I’ve never been comfortable with the way this blog attacks a child for speaking his mind. He may not be David Corn, or even Thomas Sowell, but that might be because he’s SIXTEEN. I won’t subject you to the ramblings I was putting in the school paper when I was that age, but I assure you it was all more vacuous and incoherent than anything Williams is writing now.

The list of Evangelical concerns was particularly interesting. Note the absence of concern about poverty. Maybe that’s something the wingnuts will start to think about after they’ve completed the crucial project of taking over Hollywood.

There also seems to be a tone of resignation in this piece. Unfortunately, it doesn’t reflect the mind of someone who’s starting to see that the world is more complicated than he had imagined. Rather, it seems that he’s realizing that Dobson and company are sending their flocks on a fool’s errand, and that homosexuality and abortion will be with us as long as there is sex and pregnancy. Faced with the prospect of banging his head against the hard wall of reality for the rest of his life, he chooses instead to disengage, turn inward, and contemplate the mysteries of Ecclesiastes.


I agree with gordo. Plus, it appears that the kid’s got a better grasp of the nature of evangelical christianity than a lot of these right-wing whackjobs do– I mean, he comes right out and says that the business of evangelicals isn’t supposed to be setting a worldly agenda. It’s supposed to be spreading the Word.


I’ve never been comfortable with the way this blog attacks a child for speaking his mind.

Kyle is a World Net Daily columnist, and ‘speaking his mind’ in this context means writing an opinion column read by several literate adults, in addition to World Net Daily’s regular readership.

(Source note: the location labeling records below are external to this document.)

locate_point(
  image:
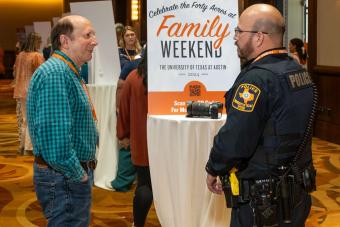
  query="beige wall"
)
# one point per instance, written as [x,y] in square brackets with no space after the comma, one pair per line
[18,13]
[328,32]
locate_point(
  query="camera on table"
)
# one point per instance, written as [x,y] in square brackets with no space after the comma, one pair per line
[201,109]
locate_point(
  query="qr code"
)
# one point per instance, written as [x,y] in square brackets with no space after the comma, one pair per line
[195,90]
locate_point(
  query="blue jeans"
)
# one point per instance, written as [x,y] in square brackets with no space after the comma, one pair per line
[64,202]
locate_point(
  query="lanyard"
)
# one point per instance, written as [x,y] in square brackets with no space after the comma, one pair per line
[269,53]
[73,68]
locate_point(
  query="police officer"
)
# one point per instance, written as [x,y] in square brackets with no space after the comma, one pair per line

He’s a fair target, to be sure- though I have to question the level of wingnuttery the kid espouses- all and all, he’s pretty reasonable and seems to be moving in the right direction (which is to say, left), at least compared to the other WND child stars.


He *is* a fair target. Anyone who puts his or her writing out on the internets for public consumption is.

I can underrstand how people might be uncomfortable with personal attacks on a 16-year-old, but until I see something that even comes close to the abuse heaped on 12-year-old Chelsea Clinton, I can’t work up too much sympathy for the young wingnuts who are (unlike Chelsea) actually seeking public attention.


until I see something that even comes close to the abuse heaped on 12-year-old Chelsea ClintonOr 10-year-old Amy Carter.